Jumbo Interactive (ASX: JIN) has raised its group earnings guidance for the 2026 financial year after a bigger-than-expected contribution from its recently bought Dream Giveaway business in the United States.
The digital lottery and prize-draw operator now expects underlying EBITDA of A$82 million to A$85 million, growth of 20% to 24% from FY25. Underlying net profit after tax before amortisation of acquired intangibles is forecast at A$48 million to A$50 million, up 13% to 18%.
The upgraded group outlook includes a sharp increase in guidance for Dream US, partly offset by lower expectations for Dream Car Giveaways in the United Kingdom.
Dream US is now expected to contribute underlying EBITDA of US$5.2 million to US$5.5 million for the eight months from the October 2025 acquisition closing. The range is well above the prior forecast of US$2.7 million to US$3 million. The business expanded to 29 prize draws in FY26 from 16 in the prior corresponding period. Changes to draw timing after the acquisition also helped.
Dream UK carries a lower outlook of £7 million to £7.3 million for the part of FY26 Jumbo will recognise. The prior range was £8 million to £8.3 million. The reduction reflects higher investment during the transition from the business's founders, new market testing, and seasonal trading patterns. Jumbo still expects that division to deliver annualised growth of roughly 20% to 25% on the £8.3 million it earned in the 12 months through April 2025. A new Dream UK head will start in July to manage the leadership transition ahead of the founders' planned departure by December 2026.
Jumbo's Australian operations remain on track for an EBITDA margin of 46% to 50%, unchanged. The UK managed services division is set for EBITDA growth of about 10%, at the lower end of its prior 10% to 15% range. Higher-than-expected lottery jackpots weighed on the UK result, though cost discipline helped offset part of the hit.
Canadian managed services guidance rose sharply to EBITDA growth of 35% to 45%, from the earlier 20% to 25%. New business wins, product investment, and favourable campaign timing drove the upgrade.

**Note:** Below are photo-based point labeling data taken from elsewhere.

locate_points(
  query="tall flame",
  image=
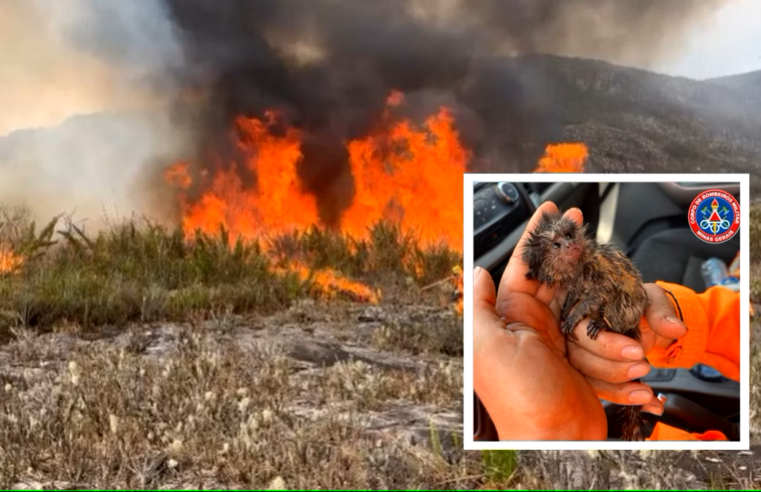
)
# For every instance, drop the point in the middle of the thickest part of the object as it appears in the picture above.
(408, 175)
(9, 261)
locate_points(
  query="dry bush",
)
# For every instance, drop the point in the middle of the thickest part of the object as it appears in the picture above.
(212, 415)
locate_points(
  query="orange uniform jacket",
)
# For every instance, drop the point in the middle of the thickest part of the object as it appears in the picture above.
(713, 321)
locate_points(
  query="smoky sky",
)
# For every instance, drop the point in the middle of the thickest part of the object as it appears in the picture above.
(328, 67)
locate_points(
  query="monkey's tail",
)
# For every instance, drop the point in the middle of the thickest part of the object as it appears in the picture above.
(632, 422)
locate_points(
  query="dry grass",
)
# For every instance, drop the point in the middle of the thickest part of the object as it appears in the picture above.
(142, 271)
(212, 410)
(210, 413)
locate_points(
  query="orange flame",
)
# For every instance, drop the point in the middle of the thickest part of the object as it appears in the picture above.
(563, 158)
(329, 283)
(9, 261)
(411, 176)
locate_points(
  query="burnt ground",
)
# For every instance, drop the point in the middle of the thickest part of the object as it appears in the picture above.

For readers tracking the small-cap space, Jumbo's split across three geographies and two business models – consumer prize draws and lottery technology services – means the US acquisition is the variable that changes the stock's earnings story. Dream US is now the growth engine. The more modest Dream UK guidance and the steady-state Australian margin keep the rest of the portfolio roughly where it was.